Table 2. Cardiac adverse events in CML patients treated with TKIs.
| CML | Study design | Method | Result | Conclusion |
|---|---|---|---|---|
| Rosti et al.60 | Retrospective; 833 patients 296 patients in late CP (LCP) and 537 patients in early CP (ECP) 400 mg or 800 mg imatinib; median FU 64 (LCP) and 18 months (ECP) | Estimation of cardiac deaths and cardiac severe adverse events (SAEs) | 77 Deaths have been recorded, 68 in the group of 296 LCP patients (22.9%) and 9 in the group of 537 ECP patients (1.6%). Three were recorded and confirmed | Overall cardiac mortality rate of 0.3% |
| Atallah et al.61 | Retrospective 1276 patients, median FU 5 years | Eligibility criteria excluded patients with cardiac problems (for example, patients with classes III and IV according to the NYHAC); routine examinations | 22 Patients (1.8%) having symptoms attributed to CHF. 18 Patients had previous medical conditions predisposing them to cardiac disease | CHF in connection with imatinib use was reasonably unambiguous in only 7 of the 1276 patients reviewed (0.5%) |
| Hatfield et al.62 | Retrospective Novartis clinical database of six trials, 2,327 patients including advanced CML (n=553), and CML in CP (n=1442), GIST (n=147), or a variety of rare malignant diseases (n=185) | Adverse events and serious adverse events were recorded by investigators in all trials | 12 Cases of CHF (0.5%) were considered as incident cases (with no previous history of CHF or left ventricular dysfunction) | Incidence of CHF is 0.2% per year across all trials |
| Gambacorti-Passerini et al.63 | Retrospective 103 patients, median age 51, median FU 48 months | Annual electrocardiogram and echocardiographic examinations | 3 Deaths non-CML-related, 2 sudden deaths.
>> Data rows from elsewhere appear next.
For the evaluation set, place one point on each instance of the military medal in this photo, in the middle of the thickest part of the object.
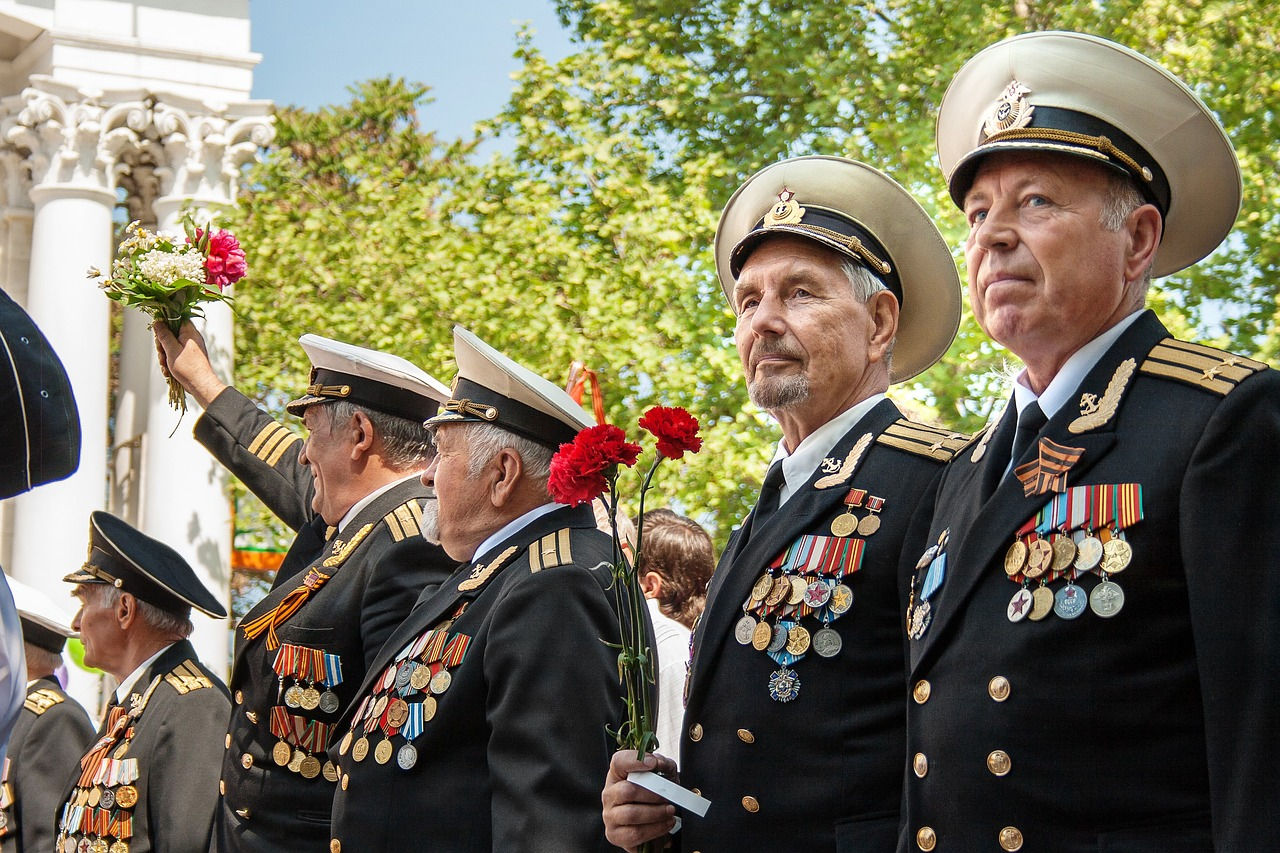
(1070, 601)
(762, 635)
(827, 642)
(310, 767)
(1106, 600)
(871, 521)
(784, 685)
(1042, 603)
(1019, 606)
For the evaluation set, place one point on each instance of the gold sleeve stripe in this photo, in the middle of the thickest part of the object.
(1198, 365)
(270, 429)
(393, 524)
(279, 450)
(407, 520)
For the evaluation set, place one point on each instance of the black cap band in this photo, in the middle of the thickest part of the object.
(474, 404)
(832, 229)
(1075, 133)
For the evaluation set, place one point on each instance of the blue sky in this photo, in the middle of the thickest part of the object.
(312, 50)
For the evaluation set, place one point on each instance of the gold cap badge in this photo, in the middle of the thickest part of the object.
(1011, 110)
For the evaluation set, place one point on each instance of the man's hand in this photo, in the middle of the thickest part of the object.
(634, 815)
(186, 360)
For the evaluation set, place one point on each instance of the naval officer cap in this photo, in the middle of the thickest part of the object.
(44, 623)
(863, 214)
(368, 378)
(490, 388)
(145, 568)
(1087, 97)
(40, 434)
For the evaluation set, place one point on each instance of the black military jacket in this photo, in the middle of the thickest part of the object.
(821, 771)
(161, 770)
(1155, 728)
(48, 740)
(374, 571)
(511, 740)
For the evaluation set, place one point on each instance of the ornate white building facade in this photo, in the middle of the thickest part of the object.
(105, 103)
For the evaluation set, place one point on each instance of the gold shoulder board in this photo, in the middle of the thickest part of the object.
(405, 520)
(186, 678)
(1206, 368)
(41, 701)
(922, 439)
(549, 551)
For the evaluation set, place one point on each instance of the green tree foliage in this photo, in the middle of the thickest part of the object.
(577, 224)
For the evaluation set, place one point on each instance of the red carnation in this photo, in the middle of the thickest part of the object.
(224, 259)
(675, 429)
(579, 469)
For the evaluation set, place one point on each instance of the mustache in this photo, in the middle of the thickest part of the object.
(773, 347)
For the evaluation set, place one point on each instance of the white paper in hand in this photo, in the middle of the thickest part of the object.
(671, 792)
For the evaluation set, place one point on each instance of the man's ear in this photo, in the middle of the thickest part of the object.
(362, 434)
(126, 611)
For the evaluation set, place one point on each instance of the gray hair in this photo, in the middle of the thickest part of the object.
(1120, 199)
(161, 621)
(406, 445)
(484, 442)
(867, 284)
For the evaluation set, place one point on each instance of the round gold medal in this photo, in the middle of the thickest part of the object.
(778, 592)
(1015, 557)
(1042, 603)
(310, 699)
(844, 524)
(397, 712)
(798, 588)
(760, 637)
(1064, 553)
(798, 639)
(126, 796)
(1040, 556)
(1116, 555)
(440, 682)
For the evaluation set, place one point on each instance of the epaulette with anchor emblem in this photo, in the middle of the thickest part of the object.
(922, 439)
(405, 521)
(186, 678)
(41, 701)
(1214, 370)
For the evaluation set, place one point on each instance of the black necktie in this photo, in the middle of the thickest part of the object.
(1031, 420)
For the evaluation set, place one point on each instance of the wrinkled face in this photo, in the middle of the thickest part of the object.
(325, 452)
(1045, 276)
(97, 625)
(801, 333)
(464, 510)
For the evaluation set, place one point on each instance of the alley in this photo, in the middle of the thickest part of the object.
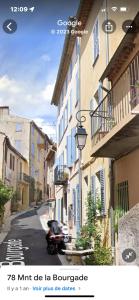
(27, 235)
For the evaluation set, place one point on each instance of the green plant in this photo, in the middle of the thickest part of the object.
(91, 232)
(15, 200)
(5, 196)
(118, 213)
(100, 256)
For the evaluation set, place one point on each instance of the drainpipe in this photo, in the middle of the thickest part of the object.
(111, 161)
(80, 152)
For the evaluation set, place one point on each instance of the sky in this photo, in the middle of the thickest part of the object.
(30, 57)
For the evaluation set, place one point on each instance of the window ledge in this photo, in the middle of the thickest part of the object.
(95, 61)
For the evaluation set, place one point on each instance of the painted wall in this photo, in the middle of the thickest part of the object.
(127, 168)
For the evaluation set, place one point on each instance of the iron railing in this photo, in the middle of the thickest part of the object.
(117, 104)
(60, 175)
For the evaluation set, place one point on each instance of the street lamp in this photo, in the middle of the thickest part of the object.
(80, 137)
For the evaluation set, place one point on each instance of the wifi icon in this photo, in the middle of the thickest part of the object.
(114, 8)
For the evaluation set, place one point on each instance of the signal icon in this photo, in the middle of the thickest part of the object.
(32, 9)
(114, 8)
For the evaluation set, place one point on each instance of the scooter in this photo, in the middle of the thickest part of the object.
(55, 238)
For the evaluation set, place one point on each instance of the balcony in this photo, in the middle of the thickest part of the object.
(23, 178)
(115, 122)
(61, 175)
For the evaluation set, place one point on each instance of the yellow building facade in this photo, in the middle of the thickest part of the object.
(14, 172)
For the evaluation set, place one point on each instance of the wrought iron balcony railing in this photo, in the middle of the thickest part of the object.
(61, 175)
(118, 104)
(22, 177)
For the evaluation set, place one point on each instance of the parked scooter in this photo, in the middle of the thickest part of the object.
(55, 238)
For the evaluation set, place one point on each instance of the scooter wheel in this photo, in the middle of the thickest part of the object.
(51, 249)
(61, 246)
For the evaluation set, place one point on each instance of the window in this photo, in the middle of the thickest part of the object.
(18, 145)
(32, 171)
(96, 40)
(71, 148)
(6, 151)
(66, 85)
(32, 149)
(74, 205)
(73, 145)
(69, 161)
(134, 80)
(39, 155)
(97, 123)
(18, 127)
(70, 71)
(39, 139)
(70, 105)
(98, 192)
(20, 168)
(59, 133)
(77, 48)
(77, 88)
(32, 129)
(122, 198)
(66, 116)
(11, 161)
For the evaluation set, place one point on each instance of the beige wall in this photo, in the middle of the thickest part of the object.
(37, 159)
(8, 126)
(12, 177)
(127, 168)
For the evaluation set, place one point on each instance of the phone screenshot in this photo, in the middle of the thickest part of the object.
(69, 149)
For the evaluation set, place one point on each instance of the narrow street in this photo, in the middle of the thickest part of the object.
(28, 236)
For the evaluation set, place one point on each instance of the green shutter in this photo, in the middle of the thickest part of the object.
(103, 194)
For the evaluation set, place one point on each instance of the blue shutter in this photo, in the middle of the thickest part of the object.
(59, 210)
(62, 159)
(64, 121)
(93, 189)
(77, 88)
(74, 205)
(96, 40)
(69, 163)
(73, 145)
(78, 210)
(100, 109)
(70, 104)
(103, 195)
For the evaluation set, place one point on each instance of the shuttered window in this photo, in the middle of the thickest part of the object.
(71, 148)
(77, 88)
(74, 205)
(69, 162)
(103, 196)
(70, 105)
(78, 210)
(98, 190)
(73, 145)
(96, 40)
(122, 197)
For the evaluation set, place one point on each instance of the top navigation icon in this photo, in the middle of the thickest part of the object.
(109, 26)
(9, 26)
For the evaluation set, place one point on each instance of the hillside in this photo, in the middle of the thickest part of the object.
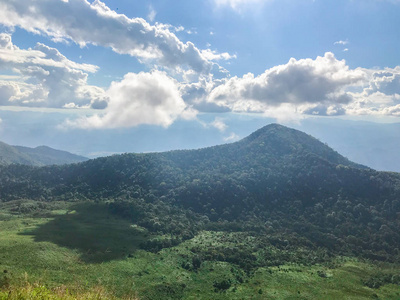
(278, 197)
(275, 179)
(39, 156)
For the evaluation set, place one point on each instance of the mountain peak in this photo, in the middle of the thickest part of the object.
(282, 140)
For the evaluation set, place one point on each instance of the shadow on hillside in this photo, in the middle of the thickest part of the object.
(95, 233)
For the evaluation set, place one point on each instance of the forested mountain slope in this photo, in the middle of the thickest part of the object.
(278, 181)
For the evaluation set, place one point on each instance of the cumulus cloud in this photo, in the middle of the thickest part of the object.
(232, 137)
(144, 98)
(341, 42)
(237, 4)
(219, 124)
(305, 81)
(45, 78)
(152, 14)
(94, 23)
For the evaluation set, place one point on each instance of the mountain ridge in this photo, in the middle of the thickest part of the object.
(277, 181)
(38, 156)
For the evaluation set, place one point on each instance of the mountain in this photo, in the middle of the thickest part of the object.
(44, 156)
(281, 185)
(39, 156)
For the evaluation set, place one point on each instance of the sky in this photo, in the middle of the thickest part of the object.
(103, 77)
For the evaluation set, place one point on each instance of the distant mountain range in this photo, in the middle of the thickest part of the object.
(39, 156)
(281, 183)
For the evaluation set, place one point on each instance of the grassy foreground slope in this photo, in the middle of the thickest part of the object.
(85, 252)
(278, 215)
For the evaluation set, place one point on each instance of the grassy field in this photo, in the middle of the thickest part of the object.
(80, 251)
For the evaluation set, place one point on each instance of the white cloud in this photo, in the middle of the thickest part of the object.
(232, 137)
(214, 55)
(45, 78)
(219, 124)
(94, 23)
(341, 43)
(152, 14)
(144, 98)
(237, 4)
(305, 81)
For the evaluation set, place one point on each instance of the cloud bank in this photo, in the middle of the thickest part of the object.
(46, 78)
(144, 98)
(94, 23)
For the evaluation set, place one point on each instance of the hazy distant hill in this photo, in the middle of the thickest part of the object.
(39, 156)
(278, 182)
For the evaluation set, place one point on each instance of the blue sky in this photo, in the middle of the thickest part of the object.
(102, 77)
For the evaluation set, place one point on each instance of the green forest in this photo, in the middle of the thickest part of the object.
(276, 215)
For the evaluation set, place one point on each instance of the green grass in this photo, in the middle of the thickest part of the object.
(84, 250)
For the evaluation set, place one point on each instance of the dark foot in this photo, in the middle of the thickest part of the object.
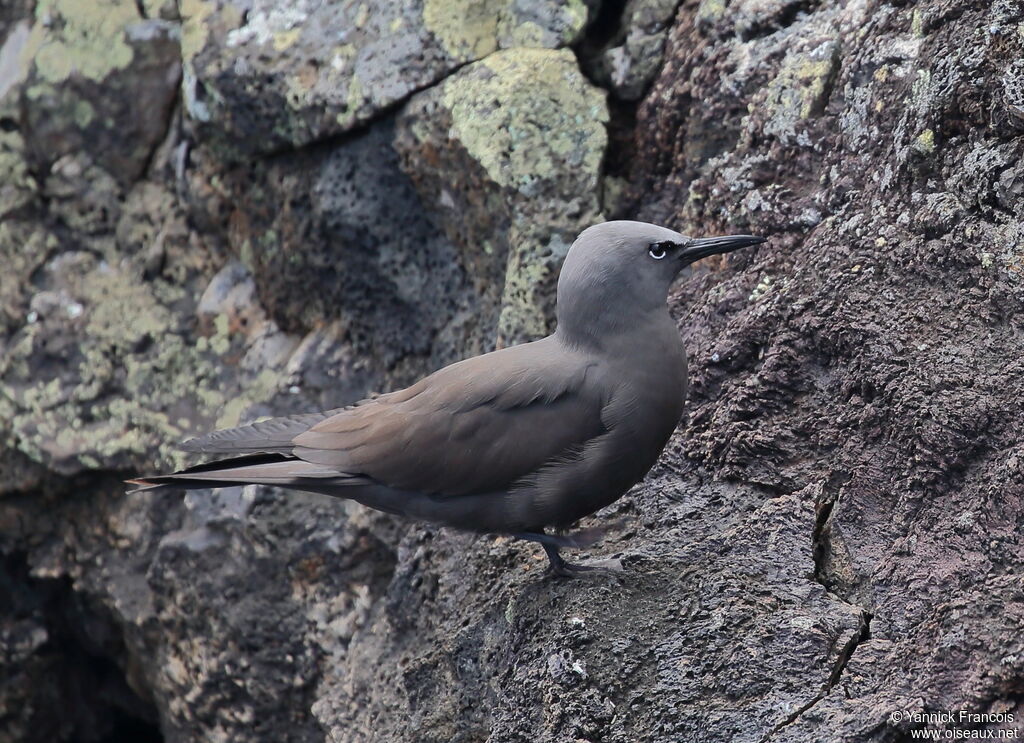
(558, 567)
(561, 569)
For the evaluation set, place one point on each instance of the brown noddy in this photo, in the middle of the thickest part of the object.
(515, 441)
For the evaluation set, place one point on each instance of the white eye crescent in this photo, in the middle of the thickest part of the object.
(657, 251)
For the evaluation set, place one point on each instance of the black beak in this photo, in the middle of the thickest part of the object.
(705, 247)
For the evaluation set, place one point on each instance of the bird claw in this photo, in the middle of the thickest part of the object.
(610, 567)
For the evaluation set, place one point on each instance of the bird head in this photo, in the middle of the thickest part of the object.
(623, 268)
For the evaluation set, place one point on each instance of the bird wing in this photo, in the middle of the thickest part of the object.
(475, 427)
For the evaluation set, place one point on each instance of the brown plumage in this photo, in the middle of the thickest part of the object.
(513, 441)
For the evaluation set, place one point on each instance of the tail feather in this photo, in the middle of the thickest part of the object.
(261, 469)
(272, 436)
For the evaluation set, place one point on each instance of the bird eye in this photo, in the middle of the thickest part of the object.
(658, 250)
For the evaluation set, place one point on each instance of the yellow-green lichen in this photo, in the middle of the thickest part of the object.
(924, 143)
(285, 39)
(81, 38)
(467, 29)
(521, 113)
(801, 88)
(195, 27)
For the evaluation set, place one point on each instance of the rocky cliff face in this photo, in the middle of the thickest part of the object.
(214, 210)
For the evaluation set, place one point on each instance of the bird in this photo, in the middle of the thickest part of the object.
(522, 441)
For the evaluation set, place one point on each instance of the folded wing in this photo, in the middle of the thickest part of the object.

No case of CHF developed | No significant drop in mean ejection fraction values |
| Estabragh et al.64 | Prospective evaluation; 59 CML patients median FU 3.4 years | Echocardiography and MUGA scanning | No evidence of myocardial deterioration | |
| Marcolino et al.68 | Retrospective 90 CML patients for a median FU of 3.3 years | Clinical evaluation, electrocardiography, echocardiography, brain natriuretic peptide (BNP) and troponin I measurements | Mean ejection fraction 68%, Median BNP level 9.6 pg/ml. 2 Patients with either an elevated BNP or a depressed ejection fraction | Imatinib-related cardiotoxicity is an uncommon event even during long-term treatment |
| Marcolino et al.66 | Prospective; 12 CML patients | Electrocardiographic abnormalities, echocardiographic measurements and BNP levels | Median ejection fraction at baseline 67% vs 68% under FU (median intra-patient change 0.5%). Median BNP levels were 8.3 vs 7.3 pg | It is probably safe to perform cardiac monitoring on an annual basis |
| Atallah et al.67 | Retrospective 1276 patients enroled, median age 70 years Median time on imatinib 162 days | Review of all reported serious adverse events of cardiac adverse events | 22 (1.7%) were identified as having symptoms that could be attributed to systolic heart failure, 8 (0.6%) were considered possibly or probably related to imatinib | Imatinib therapy as a causal factor of CHF is uncommon |
| Ribeiro et al.65 | Prospective, 103 CML on imatinib and 57 MPN not treated with imatinib | BNP levels and echocardiographic measurements for imatinib and control groups | 4 Patients in the imatinib group presented a BNP level >100 pg/ml, one of them with depressed LVEF | No statistical difference |
Abbreviations: BNP, brain natriuretic peptide; CHF, congestive heart failure; ECP, early chronic phase; FU, follow-up; LCP, late chronic phase; MUGA, multigated acquisition scan; NYHAC, New York Heart Association Criteria.